In terms of marine biome assessment, the pioneering project “Tara Oceans” (2009 – 2013) united expertise in taxonomy, ecology, molecular biology and (bio)informatics to to conduct a planetary-scale inventory of plankton diversity. Beyond molecular ecology, the Tara Oceans team has developed 3D-fluorescence automated imaging and computer-based classification tools for high throughput analysis of the taxonomic and morphological composition of eukaryotes in plankton communities (Fig. 2). This technique opens up new exciting perspectives to explore the diversity of deep benthic eukaryotes. New developments using holographic and fluorescence in-situ imaging also allow for rapid (e.g. 250 times faster than FlowCam) in-situ recognition of individual organisms and desktop versions can process samples with convolutional neural networks at a pace with which human eyes and brains cannot compete.
Thus, the technology for effective and rapid identification of small benthic eukaryotes and metazoans is ready. It can be used to 1) advance research efforts and aid marine conservation goals, 2) fill significant morphological/genetic/proteomic open-access reference libraries as baselines against which to test future changes, and 3) train the next generation of scientists that can use and adapt these methods to discover and monitor our Ocean’s seafloor.
The BLUE REVOLUTION project will develop in-situ/onboard/in-the-field methods (holographic microscopy and 3D-fluorescence imaging) together with AI-based classification tools allowing for quantitative and functional data of benthic communities being generated at speeds unseen before (Fig. 3).
BLUE REVOLUTION will produce a standardized method for building open-access reference libraries/data repositories of benthic diversity together with fast and reliable tools for rapid and accurate impact assessments and biodiversity surveys.

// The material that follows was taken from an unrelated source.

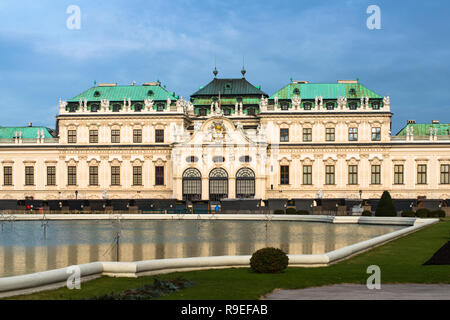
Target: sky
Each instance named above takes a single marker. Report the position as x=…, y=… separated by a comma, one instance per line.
x=179, y=42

This project will provide the training and education of the next generation of benthic integrated taxonomists/ecologists with skills in species identification coupled with strong hypothesis-based research programs, and the ability to employ cutting-edge techniques.
BLUE REVOLUTION developments will be useful in shallow (particularly necessary in ecosystems were meiofauna/small macrofauna is the dominant benthos such as in mangroves; or sandy beaches in the context of sand extraction) and deep-sea ecosystems (owing to the reduction of animal size with increasing water depth), to monitor a wide range of human impacts (trawling and other physical disturbances, industrial discharge of hydrocarbon, thermal pollution, plastics contamination, agriculture discharges and sewage, heavy metal pollution, aquaculture, dumping of dredged material, munition and nuclear waste dump sites, exploitation of mineral resources, climate change including ocean warming, ocean acidification, ocean deoxygenation and other episodic events).
The BLUE REVOLUTION concept was created by 5 researcher teams (IFREMER Senckenberg Institute, ENIB, SBR, and Florida State University) and shared with the scientific community. BLUE REVOLUTION aims to federate most scientific actors globally, ready to collaborate and feed the deep-learning machine, and to use the developed method to test strong ecological and evolutionary hypotheses as well as applying it to monitoring studies. A large number of leading scientific experts in benthic ecology worldwide have committed to be part of the BLUE REVOLUTION collaboration network.